In March 2019, the Arizona Legislature passed the Dealer Data Security Law (“the Dealer Law”). The Dealer Law regulates the relationship between DMS licensers like Plaintiffs and the dealerships they serve. Under the Dealer Law, DMS providers may no longer “[p]rohibit[] a third party [that has been authorized by the Dealer and] that has satisfied or is compliant with. . . current, applicable security standards published by the standards for technology in automotive retail [(STAR standards)]. . . from integrating into the dealer’s [DMS] or plac[e] an unreasonable restriction on integration. . . .” The Dealer Law also requires that DMS providers “[a]dopt and make available a standardized framework for the exchange, integration and sharing of data from [a DMS]” that is compatible with STAR standards and that they “[p]rovide access to open application programming interfaces to authorized integrators.” Finally, a DMS provider may only use data to the extent permitted in the DMS provider’s agreement with the dealer, must permit dealer termination of such agreement, and “must work to ensure a secure transition of all protected dealer data to a successor dealer data vendor or authorized integrator” upon termination. Ariz. Rev. Stat. Ann. §§ 28-4654(B)(1)-(3).

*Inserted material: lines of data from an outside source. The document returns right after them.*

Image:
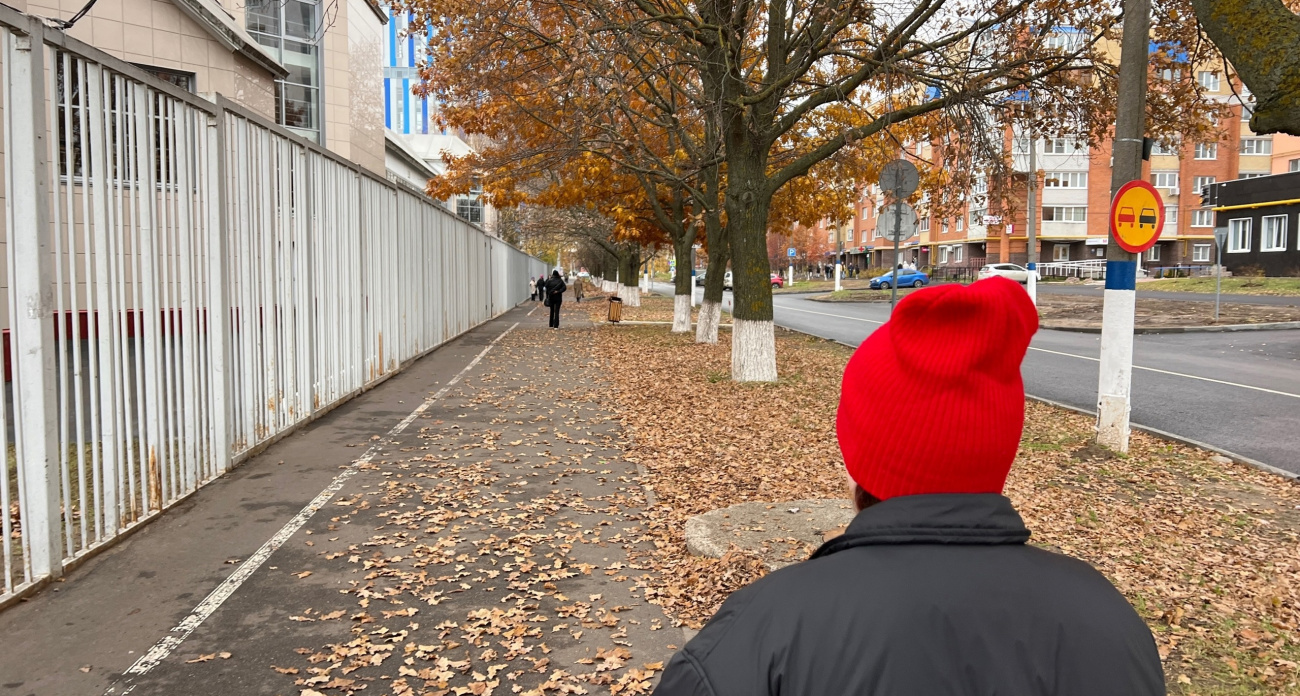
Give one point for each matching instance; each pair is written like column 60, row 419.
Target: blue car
column 906, row 279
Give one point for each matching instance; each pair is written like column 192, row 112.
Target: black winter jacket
column 924, row 596
column 555, row 288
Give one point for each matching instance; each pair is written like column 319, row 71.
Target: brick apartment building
column 1074, row 199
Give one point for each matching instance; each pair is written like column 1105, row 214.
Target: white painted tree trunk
column 753, row 351
column 710, row 314
column 680, row 314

(internal citations omitted)

Plaintiffs argue that Arizona’s requirement to modify their software to permit interoperability is “compelled speech” (in the form of computer code that they must write), which is a violation of the First Amendment.

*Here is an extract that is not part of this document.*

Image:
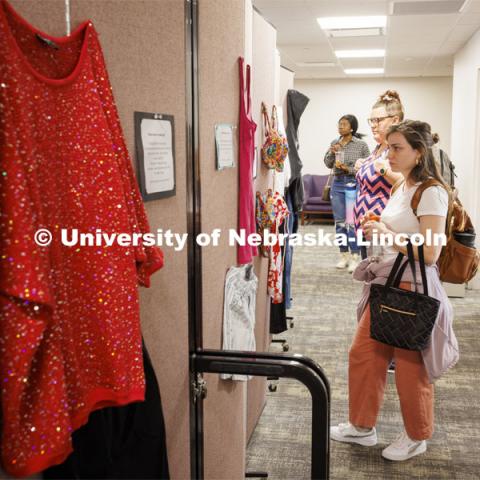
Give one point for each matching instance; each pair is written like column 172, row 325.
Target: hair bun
column 390, row 96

I am a bit skeptical of the Plaintiffs’ argument, because this case is not really about communication, it’s about operation. That is, in the CDK Global case, we need not analyze whether prior restraints on distribution of software would violate the First Amendment, because it’s not really about distribution of software. It’s about the execution of software by car dealers. Arizona is really saying, “if a car dealer uses DMS software in the course of selling cars, then the DMS software must interoperate in certain ways.” Operation of a computer program is not necessarily protected by the First Amendment, even if communication of a computer program to another person might be.

Gun plans as 3-d printer files.

On the other hand, there are parallels between the Corley case (which was about restrictions on the distribution of software that would defeat copy-protection) and restrictions on the distribution of 3-d-printing files that would produce gun parts. Professor Eugene Volokh has analyzed “Three ways of thinking about [restrictions on distributing software in a First-Amendment context]: 1. Software is like hardware. 2. Software is like instruction manuals. 3. Alexa, read this book and make me a gun.”

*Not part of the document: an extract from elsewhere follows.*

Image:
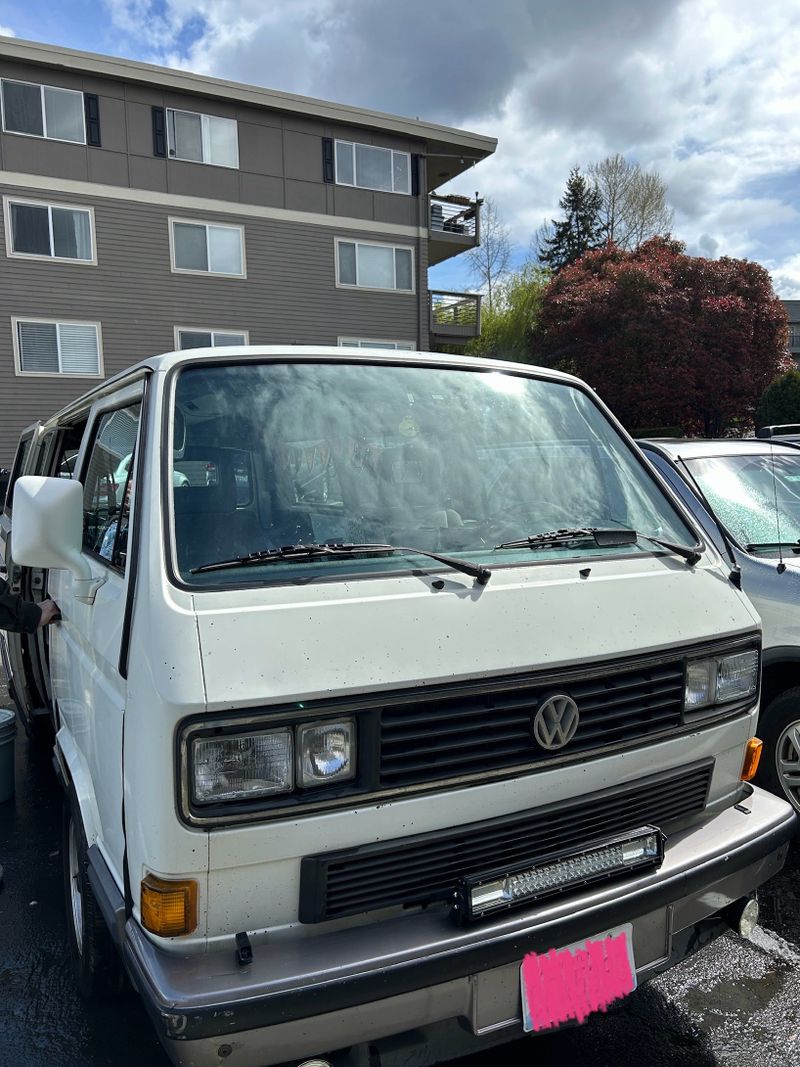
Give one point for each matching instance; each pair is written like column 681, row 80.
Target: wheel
column 97, row 967
column 779, row 729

Again, in this case, if a state regulates the operation of a 3-d printer (forbidding the production of gun parts) this may not conflict with the First Amendment (although it certainly relates to the Second Amendment); but regulating the communication of 3-d-printer files for gun parts may have First-Amendment implications.

Caution: I am not a lawyer. No warrantee is implied on these legal opinions.


  1. Mitch Golden says

    By the analysis in this article, it is plausible to take the position that the javascript on a web page is first amendment protected, but that having been run through a minifier (and hence generally incomprehensible by humans) it isn’t?

  2. Lawrence D’Oliveiro says

    Consider the potential for social harm from the possession and distribution of gun plans as 3D printer files: this can be compared to the potential for social harm from the possession and distribution of child porn. Why should one be legal, but the other not?

    • Mitch Golden says

      Lots of speech has the potential to cause harm, but it’s not always made illegal. On the shelf behind me is a copy of Abbie Hoffman’s Steal This Book, which has plans for Molotov Cocktails and the like.